Ha muerto Carlos Federico Duarte y pasará mucho tiempo hasta que sepamos, en toda su amplitud, lo que hemos perdido con su partida. Hizo tantas cosas, su legado es tan amplio, abrió tal cantidad de caminos que el balance de su vida requiere del concurso de muchos especialistas. Aunque siempre tuvo un eje claro, el arte colonial, fue restaurador, museógrafo, gerente e historiador, en cada caso con legados importantes. Como historiador deja más de cincuenta libros, además de una multitud de artículos y catálogos, que en todos los casos obras que marcaron un hito; como restaurador, tal vez fue el primer venezolano que hizo de la restauración una actividad profesional, y en su ejercicio rescató una gran cantidad de objetos y obras de arte, lo que en sí mismo es un aporte muy significativo. Como museógrafo ayudó al descubrimiento del arte colonial, hasta la década de 1960 casi olvidado y, sobre todo, desvalorizado; además lo hizo dentro de la gran movida museística de la democracia. Dedicó media vida, desde los treinta y nueve años hasta literalmente su muerte, a la Quinta de Anauco, convirtiéndola en uno de los grandes museos de Venezuela. Fue perito para coleccionistas, conferencista y promotor de actividades culturales. También fue un gerente que sabía liderar un equipo, levantar fondos y lograr, sobre todo en medio de las duras condiciones venezolanas de los últimos tiempos, que el museo llegara funcionando a fin de mes.

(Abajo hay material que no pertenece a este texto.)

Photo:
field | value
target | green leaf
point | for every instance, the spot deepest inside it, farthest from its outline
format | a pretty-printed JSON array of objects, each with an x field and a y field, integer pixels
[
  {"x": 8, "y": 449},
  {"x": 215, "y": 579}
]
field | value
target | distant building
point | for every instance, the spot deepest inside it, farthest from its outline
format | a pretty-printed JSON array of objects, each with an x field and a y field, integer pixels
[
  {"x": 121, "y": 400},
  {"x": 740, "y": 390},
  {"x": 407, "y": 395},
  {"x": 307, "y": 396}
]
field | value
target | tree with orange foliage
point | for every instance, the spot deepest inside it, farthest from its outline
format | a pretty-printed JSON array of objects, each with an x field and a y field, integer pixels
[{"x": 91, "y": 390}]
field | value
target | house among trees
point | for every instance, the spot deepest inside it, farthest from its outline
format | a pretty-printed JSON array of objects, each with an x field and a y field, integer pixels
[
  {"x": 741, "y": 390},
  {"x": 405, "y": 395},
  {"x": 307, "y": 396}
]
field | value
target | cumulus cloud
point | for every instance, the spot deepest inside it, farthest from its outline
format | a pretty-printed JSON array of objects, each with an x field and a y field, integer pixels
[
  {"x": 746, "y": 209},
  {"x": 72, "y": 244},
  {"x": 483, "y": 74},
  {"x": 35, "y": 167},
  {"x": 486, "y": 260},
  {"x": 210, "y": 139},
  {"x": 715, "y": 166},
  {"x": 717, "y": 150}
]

Duarte ayudó a completarnos como personas y como sociedad. Desentrañó, en documentos, muebles, trajes y obras de arte de hace doscientos o trescientos años, una parte de nosotros de la que no teníamos idea. Yendo al pasado colonial, contribuyó a que seamos más modernos, con investigaciones y una museografía innovadoras, con una gestión del patrimonio de avanzada, con algunas de las mejores propuestas museográficas de la región. Ayudó a redescubrir lo bello en lo que no valorábamos como tal, y así también valorarnos mejor y a nuestras posibilidades de creación. Pocos pueden alegar tantas contribuciones a la cultura.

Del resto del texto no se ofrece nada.